E ti devo confessare che leggendo un tuo post i questi giorni ho avuto la "sacrilega" tentazione di correggerti sull' uso del termine reattivo. Perchè scrivevi qualcosa a proposito credo dell' allenamento di giocatori che devono dimostrarsi o sembrano... maggiormente credo veloci e reattivi o roba del genere...e sul momento avrei voluto scriverti che preferivo usare il termine proattivo perchè veicola un messaggio diverso, e cioè che bisogna muoversi prima che l'avversario "faccia" invece che in reazione di ciò che fa( che è un modo di intendere il calcio  tipicamente allegriano per esempio " il calcio è semplice se l'avversario avanza tu arretri se l'avversario indietreggia allora vai avanti") . Poi siccome ciò che intendevi era esattamente ciò che intendo io e tutto il discorso filava ho pensato con giusta umiltà  di non osare romperti le scatole per una mia  sottigliezza terminologica.

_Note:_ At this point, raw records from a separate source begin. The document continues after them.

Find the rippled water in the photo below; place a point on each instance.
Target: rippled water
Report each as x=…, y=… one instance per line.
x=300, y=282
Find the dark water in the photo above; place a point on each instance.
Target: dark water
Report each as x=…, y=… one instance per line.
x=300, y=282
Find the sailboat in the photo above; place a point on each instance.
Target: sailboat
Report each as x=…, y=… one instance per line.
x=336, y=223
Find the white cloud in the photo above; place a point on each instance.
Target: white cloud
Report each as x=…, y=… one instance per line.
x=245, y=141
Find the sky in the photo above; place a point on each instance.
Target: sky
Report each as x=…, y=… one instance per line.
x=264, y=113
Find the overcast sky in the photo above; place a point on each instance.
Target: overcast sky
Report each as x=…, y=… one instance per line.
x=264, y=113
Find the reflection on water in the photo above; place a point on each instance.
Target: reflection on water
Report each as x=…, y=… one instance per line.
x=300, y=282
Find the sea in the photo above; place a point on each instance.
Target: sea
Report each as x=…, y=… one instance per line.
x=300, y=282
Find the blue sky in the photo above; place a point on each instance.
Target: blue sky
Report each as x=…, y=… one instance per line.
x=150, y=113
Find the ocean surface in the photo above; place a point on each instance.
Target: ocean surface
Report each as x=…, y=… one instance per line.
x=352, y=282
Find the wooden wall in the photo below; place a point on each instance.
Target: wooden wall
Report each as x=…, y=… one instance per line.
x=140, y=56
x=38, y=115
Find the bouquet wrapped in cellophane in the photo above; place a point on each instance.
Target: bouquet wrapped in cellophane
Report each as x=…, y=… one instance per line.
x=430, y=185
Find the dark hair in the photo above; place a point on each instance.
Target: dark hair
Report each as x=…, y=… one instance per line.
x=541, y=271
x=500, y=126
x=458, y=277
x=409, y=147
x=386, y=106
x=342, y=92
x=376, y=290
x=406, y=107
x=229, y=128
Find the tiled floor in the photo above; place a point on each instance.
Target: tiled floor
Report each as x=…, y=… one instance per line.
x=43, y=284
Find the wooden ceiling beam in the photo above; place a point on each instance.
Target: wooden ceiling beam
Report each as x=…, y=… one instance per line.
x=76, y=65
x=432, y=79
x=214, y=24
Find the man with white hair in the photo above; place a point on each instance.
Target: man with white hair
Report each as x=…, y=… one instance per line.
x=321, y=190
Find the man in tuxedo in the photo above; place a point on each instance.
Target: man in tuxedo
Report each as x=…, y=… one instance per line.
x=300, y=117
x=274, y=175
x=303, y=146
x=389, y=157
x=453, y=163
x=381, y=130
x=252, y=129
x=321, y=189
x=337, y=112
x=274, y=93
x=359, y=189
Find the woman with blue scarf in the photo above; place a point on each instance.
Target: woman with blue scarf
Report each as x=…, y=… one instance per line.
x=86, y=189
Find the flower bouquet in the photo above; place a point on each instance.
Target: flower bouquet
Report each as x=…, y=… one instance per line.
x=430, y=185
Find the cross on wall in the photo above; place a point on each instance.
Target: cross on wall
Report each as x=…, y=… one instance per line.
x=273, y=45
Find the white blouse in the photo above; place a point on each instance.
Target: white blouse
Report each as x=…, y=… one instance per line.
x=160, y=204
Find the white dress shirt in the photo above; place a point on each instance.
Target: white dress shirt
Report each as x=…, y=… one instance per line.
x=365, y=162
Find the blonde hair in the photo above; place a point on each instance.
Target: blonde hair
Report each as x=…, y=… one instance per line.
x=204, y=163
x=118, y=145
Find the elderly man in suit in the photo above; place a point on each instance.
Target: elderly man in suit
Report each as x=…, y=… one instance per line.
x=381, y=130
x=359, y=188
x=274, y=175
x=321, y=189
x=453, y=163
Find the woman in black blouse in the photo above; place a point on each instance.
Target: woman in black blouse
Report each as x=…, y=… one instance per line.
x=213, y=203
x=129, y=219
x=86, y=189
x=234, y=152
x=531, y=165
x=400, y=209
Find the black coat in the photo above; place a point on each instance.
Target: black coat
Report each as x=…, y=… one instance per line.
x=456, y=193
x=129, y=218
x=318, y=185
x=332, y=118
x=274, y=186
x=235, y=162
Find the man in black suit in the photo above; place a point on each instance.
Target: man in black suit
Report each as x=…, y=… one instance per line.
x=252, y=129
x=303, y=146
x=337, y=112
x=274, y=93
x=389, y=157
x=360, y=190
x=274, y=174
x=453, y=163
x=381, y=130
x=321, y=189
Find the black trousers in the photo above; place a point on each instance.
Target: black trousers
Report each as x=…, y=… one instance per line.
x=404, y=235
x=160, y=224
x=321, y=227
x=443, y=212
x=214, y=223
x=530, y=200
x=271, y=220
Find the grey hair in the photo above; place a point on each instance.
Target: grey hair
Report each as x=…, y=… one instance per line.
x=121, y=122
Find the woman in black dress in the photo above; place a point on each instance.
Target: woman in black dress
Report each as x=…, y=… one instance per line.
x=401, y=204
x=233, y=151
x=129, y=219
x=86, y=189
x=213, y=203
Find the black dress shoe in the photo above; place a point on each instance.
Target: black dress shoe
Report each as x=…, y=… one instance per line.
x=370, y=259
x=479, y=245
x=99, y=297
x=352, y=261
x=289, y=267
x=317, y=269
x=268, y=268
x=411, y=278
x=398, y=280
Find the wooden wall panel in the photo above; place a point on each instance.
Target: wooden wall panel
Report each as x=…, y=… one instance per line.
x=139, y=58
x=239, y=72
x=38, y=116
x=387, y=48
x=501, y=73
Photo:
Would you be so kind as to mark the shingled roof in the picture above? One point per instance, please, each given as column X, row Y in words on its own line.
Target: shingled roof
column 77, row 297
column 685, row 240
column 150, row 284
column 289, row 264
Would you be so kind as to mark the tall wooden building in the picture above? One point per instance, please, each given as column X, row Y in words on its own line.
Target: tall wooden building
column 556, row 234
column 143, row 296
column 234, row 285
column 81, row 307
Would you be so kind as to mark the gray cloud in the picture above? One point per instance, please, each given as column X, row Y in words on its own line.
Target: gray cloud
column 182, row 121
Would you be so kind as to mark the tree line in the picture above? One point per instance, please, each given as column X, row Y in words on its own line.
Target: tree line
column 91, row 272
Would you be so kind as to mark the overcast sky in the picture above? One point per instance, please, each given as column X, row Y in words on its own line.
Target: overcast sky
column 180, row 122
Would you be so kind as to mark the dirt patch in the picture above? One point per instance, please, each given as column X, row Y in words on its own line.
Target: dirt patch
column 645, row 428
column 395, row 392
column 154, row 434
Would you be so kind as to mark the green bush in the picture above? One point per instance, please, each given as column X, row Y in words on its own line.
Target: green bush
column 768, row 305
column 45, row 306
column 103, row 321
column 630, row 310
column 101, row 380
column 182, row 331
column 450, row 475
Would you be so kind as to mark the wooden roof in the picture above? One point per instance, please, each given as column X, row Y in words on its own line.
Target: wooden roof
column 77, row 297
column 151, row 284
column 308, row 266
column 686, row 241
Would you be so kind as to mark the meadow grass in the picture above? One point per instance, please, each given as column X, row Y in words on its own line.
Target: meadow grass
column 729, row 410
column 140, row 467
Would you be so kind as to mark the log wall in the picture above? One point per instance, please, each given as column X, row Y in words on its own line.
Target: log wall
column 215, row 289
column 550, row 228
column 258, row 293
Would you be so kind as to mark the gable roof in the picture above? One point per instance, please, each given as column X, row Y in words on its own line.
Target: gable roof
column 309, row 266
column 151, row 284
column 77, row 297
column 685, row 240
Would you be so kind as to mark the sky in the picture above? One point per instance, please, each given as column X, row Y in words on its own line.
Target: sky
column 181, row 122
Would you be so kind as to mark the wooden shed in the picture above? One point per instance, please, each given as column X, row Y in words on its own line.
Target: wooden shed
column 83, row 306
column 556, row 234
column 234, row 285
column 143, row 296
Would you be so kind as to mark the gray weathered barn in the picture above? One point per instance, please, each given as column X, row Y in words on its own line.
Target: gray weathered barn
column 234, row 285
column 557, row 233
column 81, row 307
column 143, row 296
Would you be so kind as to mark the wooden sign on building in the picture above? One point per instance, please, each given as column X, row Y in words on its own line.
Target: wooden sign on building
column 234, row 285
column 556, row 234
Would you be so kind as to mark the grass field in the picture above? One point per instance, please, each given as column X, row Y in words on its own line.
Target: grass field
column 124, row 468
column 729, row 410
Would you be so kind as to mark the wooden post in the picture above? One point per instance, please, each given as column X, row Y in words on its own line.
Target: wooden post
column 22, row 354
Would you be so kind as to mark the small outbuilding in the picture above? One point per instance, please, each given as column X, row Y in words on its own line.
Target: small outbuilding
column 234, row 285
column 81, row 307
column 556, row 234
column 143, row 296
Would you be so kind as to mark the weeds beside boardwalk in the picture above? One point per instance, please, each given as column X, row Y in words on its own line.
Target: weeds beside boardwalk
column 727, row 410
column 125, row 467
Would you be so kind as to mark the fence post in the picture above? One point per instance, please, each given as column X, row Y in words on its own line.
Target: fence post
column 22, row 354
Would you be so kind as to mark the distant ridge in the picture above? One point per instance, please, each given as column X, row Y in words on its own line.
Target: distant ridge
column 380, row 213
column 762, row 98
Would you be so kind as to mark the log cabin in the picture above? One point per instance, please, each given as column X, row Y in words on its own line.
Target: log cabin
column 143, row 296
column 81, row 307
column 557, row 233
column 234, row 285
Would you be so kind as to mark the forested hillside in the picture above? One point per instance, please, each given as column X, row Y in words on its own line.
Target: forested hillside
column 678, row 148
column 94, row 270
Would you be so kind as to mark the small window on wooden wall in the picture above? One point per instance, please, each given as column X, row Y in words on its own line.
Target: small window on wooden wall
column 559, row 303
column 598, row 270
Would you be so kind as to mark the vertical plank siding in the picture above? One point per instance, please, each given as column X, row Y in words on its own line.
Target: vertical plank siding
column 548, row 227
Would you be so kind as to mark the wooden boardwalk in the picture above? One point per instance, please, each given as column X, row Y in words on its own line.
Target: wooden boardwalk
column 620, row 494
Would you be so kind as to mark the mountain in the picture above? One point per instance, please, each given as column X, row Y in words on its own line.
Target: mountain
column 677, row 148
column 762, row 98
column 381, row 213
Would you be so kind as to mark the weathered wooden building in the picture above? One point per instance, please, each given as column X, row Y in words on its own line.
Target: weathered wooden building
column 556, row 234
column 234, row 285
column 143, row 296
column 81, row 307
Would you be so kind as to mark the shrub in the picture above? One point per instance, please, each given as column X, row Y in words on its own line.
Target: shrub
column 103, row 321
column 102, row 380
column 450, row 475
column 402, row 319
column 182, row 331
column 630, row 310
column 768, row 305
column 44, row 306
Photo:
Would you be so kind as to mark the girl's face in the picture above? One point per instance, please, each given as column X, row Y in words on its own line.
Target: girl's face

Però  ecco penso che su questo concetto Spalletti stia lavorando tanto e che lo reputi fondamentale, perchè mi pare pure in conferenza prepartita parlava di giocatori che voltano la testa che percepiscono i compagni intorno e che lui tende a premiare chi lavora e sviluppa questa abilità. E  è ovvio che se vedo prima poi agisco anche prima.

E' a mio avviso una branca del discorso sulla tattica molto importante. Forse ricorderai che una volta ho scritto un post in cui citavo il gioco degli scacchi ed il concetto di tempo di gioco in quel gioco( che non ha niente a che fare col fatto che si gioca con l'orologio ma ho ben capito perchè hai lasciato cadere il discorso, perchè sempre  quando ho osato accostare il gioco degli scacchi al calcio in questo senso  comprensibilmente per "pregiudizio" sulle differenze fra un gioco che sembra statico e uno che è invece di fatto dinamico , sono stato preso per eretico senza poter approfondire il discorso...) ma col fatto che ogni volta che tu con una mossa proattiva , aggressiva , anticipatoria crei un problema , o addirittura più problemi da risolvere all avversario  gli rubi una mossa che dovrà essere reattiva rispetto alla tua in luogo di una aggressiva ed in tal modo ottieni l'iniziativa per attaccare, perchè lui alla fine si trova in ritardo e vittima di problemi che si moltiplicano e lo costringi a meno scelte sulle mosse . E la sua impalcatura tattica va in crash. Un noto scacchista disse che " la minaccia è più forte della sua esecuzione " e intendeva dire che se mentre l'avversario si occupa di una mia minaccia io ne creo già un altra e poi mentre cerca di occuparsi delle due ne creo ancora...lui alla fine non ce la farà più non sapendo dove girarsi  e si troverà travolto. Che è un po' l'idea di questo calcio gasperiniano come dice Spalletti " asfissiante"  di squadre che ti saltano adosso o comunque del calcio aggressivo e di invasione, o dedicato al pressing molto aggressivo.E ti dirò che al di là che il buon Luciano in conferenza posto partita giustamente si dice parzialmente soddisfatto, devo dire che io ho visto anche che abbiamo vinto la partita contro la Roma mettendola per molti versi sul terreno loro di " guerra locale" ( cit. Spalletti) fatta se vogliamo con più voglia e più ferocia di loro e che questa attenzione ad anticipare e porevenire l'ho veramente vista applicare dai ragazzi.